MicroRNA-92 expression in CD133+ melanoma stem cells regulates immunosuppression in the tumor microenvironment through integrin-dependent TGF-β activation

Abstract

Abstract The existence of cancer stem cells (CSC) accounts for the high degree of chemoresistance and heterogeneity characterizing refractory melanomas. Yet, the degree to which CSCs modulate immune cells in the tumor microenvironment has yet to be revealed. The present study aims to establish a novel role for miR-92 and its associated gene networks in immunomodulation. We employed syngeneic mouse models utilizing B16-F10 melanoma cells to observe primary tumor and metastatic growth. CSCs were isolated from the parental line based on expression of the putative CSC marker, CD133. CD133+ cells were functionally distinct from CD133− cells with CD133+ cells showing increased proliferation in vitro and enhanced tumorigenesis when administered subcutaneously.
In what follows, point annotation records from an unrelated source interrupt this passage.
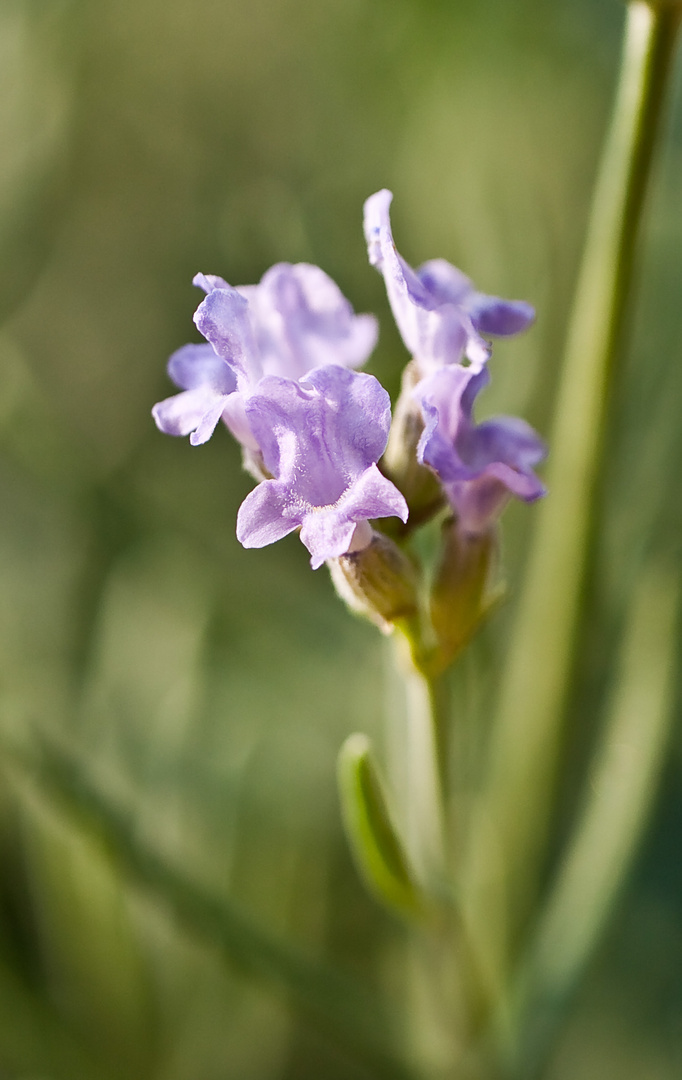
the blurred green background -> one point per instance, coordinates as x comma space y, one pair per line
210, 687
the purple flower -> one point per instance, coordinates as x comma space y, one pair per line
320, 440
439, 313
296, 319
480, 466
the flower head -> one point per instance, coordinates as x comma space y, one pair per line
480, 466
440, 314
296, 319
320, 439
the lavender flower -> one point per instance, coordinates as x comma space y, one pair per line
480, 466
296, 319
439, 313
320, 440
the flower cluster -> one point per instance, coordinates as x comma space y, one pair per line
441, 319
278, 369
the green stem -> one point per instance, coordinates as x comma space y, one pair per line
342, 1009
517, 802
616, 806
426, 760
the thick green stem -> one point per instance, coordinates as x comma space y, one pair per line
616, 804
516, 805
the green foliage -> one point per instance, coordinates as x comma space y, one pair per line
143, 142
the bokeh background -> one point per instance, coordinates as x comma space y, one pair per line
142, 140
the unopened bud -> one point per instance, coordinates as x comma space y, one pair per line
378, 581
418, 484
464, 590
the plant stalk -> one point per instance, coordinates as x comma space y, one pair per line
516, 807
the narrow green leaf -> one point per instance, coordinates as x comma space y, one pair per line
341, 1008
375, 845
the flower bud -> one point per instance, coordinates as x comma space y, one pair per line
378, 582
419, 486
463, 591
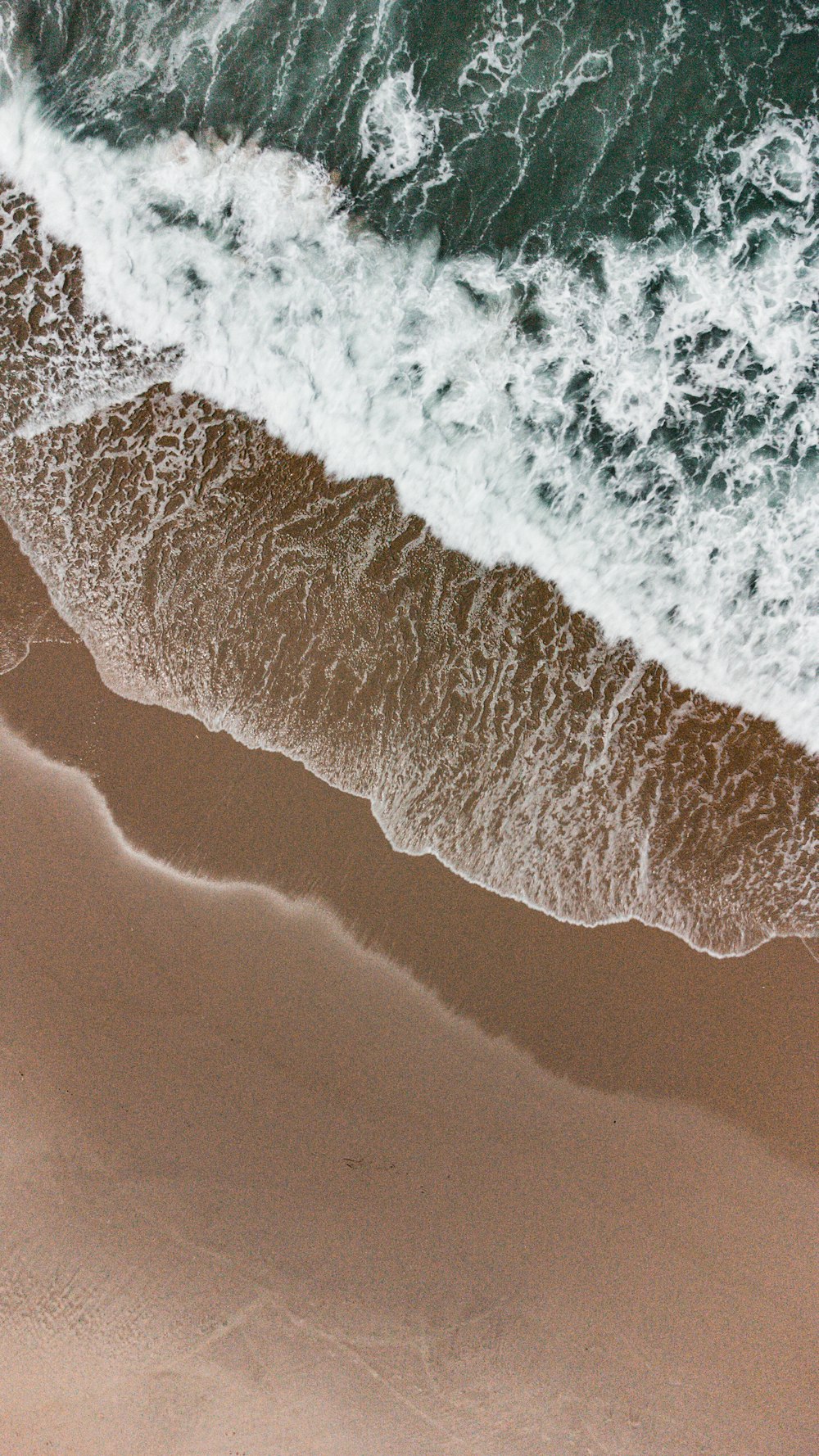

Our data indicated that compared to CD133− cells, CD133+ CSCs had a greater capacity to recruit immunosuppressive cell types during tumor formation. Using microarray technology in order to expose disparities in microRNA expression between CSC and non-CSC compartments, we identified several miRs that were significantly downregulated in CD133+ cells including miR-92. We hypothesized that lower levels of miR-92 in CSCs led to higher expression of integrin subunits as predicted by gene alignment software and confirmed using qRT-PCR. Flow cytometry analysis of dissociated tumors demonstrated that tumors initiated by CD133+ cells displayed significantly higher levels of TGF-β compared to CD133− cells. Additionally, qRT-PCR for TGF-β associated genes confirmed a significant increase in expression in CD133+ cells. These data suggest that CSCs efficiently induce intratumoral immunosuppression which is potentially regulated by a miR-92 driven axis involving integrin activation of TGF-β.